Just as they say, there's more than one way to skin a cat, so there
are a lot of ways to reduce greenhouse gas emissions and "decarbonise"
the economy. We've tried three ways so far, and now we may try a fourth.
The
Rudd government tried to introduce an emissions trading scheme in 2009,
but it was blocked in the Senate when the Greens joined the Tony
Abbott-led opposition in voting it down.
When the Greens came to their senses, the Gillard government
introduced a carbon tax in 2012, which it preferred to refer to
euphemistically as "a price on carbon".
When Abbott came to power
in 2013, he abolished the carbon tax and replaced it with "direct
action" - using an emissions reduction fund to pay farmers and others to
cut their greenhouse gas emissions.
But this week the government's Climate Change Authority recommended
that the fund be supplemented by imposing an "emissions intensity
scheme" on the nation's generators of electricity, so we could be sure
of achieving the commitments the Abbott government made at the Paris
climate conference last year.
Confused? Let me explain how an
emissions intensity scheme would work and how it differs from its three
predecessors. I think, given all the circumstances, it would be an
improvement.
All four approaches are "economic instruments" which seek to use
prices - rather than simple government laws about what we may and may
not do - to encourage people to change their behaviour in ways the
government desires.
Direct action just involves paying people to
do things, whereas the other three are more sophisticated schemes,
designed years ago by economists, to change market prices in ways that
discourage some activities and encourage others.
Historically,
economists have debated the relative merits of carbon taxes and
emissions trading schemes, even though they are close relations.
If
you look closely, however, you find that Julia Gillard's "price on
carbon" was actually a hybrid of the two. It started out as a carbon tax
because the government fixed the initial price at $23 a tonne.
|
Illustration: Glen LeLievre |
But the plan was that after a couple of years, the price would be set
free to be determined by the market, thus turning it into a trading
scheme.
An emissions trading scheme - also called a "cap and
trade" scheme - involves the government setting a limit on the total
quantity of carbon emissions it's prepared to let producers emit, then
requiring individual producers to acquire a permit for each tonne of
carbon they let loose.
Producers who discover they're holding more
permits than they need are allowed to sell them to (trade them with)

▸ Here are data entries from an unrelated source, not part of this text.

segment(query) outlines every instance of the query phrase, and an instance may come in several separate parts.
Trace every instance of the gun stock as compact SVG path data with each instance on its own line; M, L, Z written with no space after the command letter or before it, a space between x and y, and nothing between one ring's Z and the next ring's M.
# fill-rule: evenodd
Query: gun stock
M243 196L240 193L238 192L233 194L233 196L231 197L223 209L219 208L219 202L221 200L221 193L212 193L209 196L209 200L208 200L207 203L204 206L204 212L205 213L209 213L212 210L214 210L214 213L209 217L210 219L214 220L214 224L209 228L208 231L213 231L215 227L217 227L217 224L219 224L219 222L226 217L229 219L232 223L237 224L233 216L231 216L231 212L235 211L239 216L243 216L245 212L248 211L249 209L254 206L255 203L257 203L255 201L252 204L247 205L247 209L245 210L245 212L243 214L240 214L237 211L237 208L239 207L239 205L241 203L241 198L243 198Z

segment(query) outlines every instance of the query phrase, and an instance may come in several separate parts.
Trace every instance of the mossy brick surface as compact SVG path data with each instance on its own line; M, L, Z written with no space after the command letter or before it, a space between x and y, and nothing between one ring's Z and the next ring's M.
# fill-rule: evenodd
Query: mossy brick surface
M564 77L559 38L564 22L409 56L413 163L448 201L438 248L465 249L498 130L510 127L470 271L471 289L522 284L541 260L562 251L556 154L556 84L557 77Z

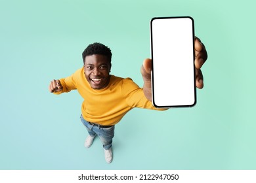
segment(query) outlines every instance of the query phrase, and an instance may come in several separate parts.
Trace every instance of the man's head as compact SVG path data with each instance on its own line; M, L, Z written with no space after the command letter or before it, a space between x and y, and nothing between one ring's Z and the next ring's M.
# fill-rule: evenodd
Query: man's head
M111 50L100 43L89 44L83 52L85 78L95 90L106 88L110 80Z

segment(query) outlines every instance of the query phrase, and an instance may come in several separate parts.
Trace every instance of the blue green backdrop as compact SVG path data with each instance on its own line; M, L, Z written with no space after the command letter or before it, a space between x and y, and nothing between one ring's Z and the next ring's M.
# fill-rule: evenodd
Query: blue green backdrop
M255 1L0 0L0 169L255 169ZM48 86L82 67L94 42L112 74L142 86L150 20L190 16L209 58L191 108L135 108L116 125L114 161L83 147L76 91Z

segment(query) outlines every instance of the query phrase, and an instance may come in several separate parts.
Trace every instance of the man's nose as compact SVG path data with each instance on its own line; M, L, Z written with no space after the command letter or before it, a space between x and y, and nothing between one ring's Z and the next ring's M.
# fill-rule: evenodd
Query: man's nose
M100 69L98 68L95 67L95 69L93 69L93 74L95 75L99 75L100 73Z

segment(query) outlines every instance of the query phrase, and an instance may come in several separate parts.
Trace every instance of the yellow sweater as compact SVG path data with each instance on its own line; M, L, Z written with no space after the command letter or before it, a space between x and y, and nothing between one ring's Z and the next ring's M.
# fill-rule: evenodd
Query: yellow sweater
M155 108L144 96L143 90L129 78L111 75L107 87L94 90L86 80L82 67L70 76L60 80L63 90L54 93L77 90L84 99L81 107L83 117L91 122L103 125L115 125L134 107L163 110Z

producers who discover they're not holding enough.
The government
would slowly reduce the number of permits it issued each year. This
reduction in the supply of permits relative to the demand for them would
force up their price.
The higher cost would be reflected in the
retail prices of emissions-intensive goods and services, but
particularly the prices of electricity and natural gas.
This, in
turn, would encourage businesses and households to use energy less
wastefully, as well as encouraging producers to find ways of reducing
emissions during the production process.
The third scheme
economists have invented, the emissions intensity scheme (a class of
"baseline and credit" schemes), has similarities with emissions trading
schemes.
The government takes the total emissions of an industry -
in this case, the electricity industry - during a year and divides it
by the industry's total production of electricity during the year,
measured in megawatt hours, to give the industry's average "emissions
intensity" - C0₂ per MWh.
Those producers within the industry
whose emissions intensity exceeds this "baseline" must buy "credits" to
offset their excess emissions, from those producers whose intensity is
below the baseline, or face government penalties.
In practice,
this would mean brown and black coal generators having to buy offset
credits from combined-cycle gas, wind and solar generators, benefiting
the latter at the expense of the former.
The Climate Change
Authority recommends that the intensity baseline be reduced each year by
a fixed percentage until it reaches zero "well before" 2050.
If
the scheme began in 2018 and was to reach zero by, say, 2040, the
baseline would have to be reduced by 4.5 per cent a year (100 divided by
22).
So the absolute size of the reduction in emissions required would be high in the early years, but get smaller over time.
A great political attraction is, whereas the other schemes raise the price of
every unit
of electricity, the intensity scheme just shifts costs between
different parts of the industry, meaning the average price increase
should be small.
There would be some price rise, however, because
the production costs of renewable generators are higher than those for
fossil-fuel generators, and the scheme would increase the proportion of
renewable energy in total production.
Just how high the price had
to go would depend to a big extent on the effects of further economies
of scale and further advances in technology in reducing the average cost
of producing renewable energy.
An economic advantage of the
intensity scheme is that it wouldn't be open to trading permits with
other countries' emissions trading schemes (especially the European
Union's, where the carbon price has collapsed) nor to dodgy emissions
credits from developing countries.
The main economic drawback of
an intensity scheme is that, by not doing a lot to raise the price of
electricity, it wouldn't do much to encourage businesses and
households to reduce their
demand for electricity.
To
counter this, the authority proposes that generators needing to buy
offset credits be allowed to meet their requirements by purchasing
"white certificates" from existing state government schemes which offer
incentives to firms that do things to reduce their power use.
Let's hope the new approach brings some action.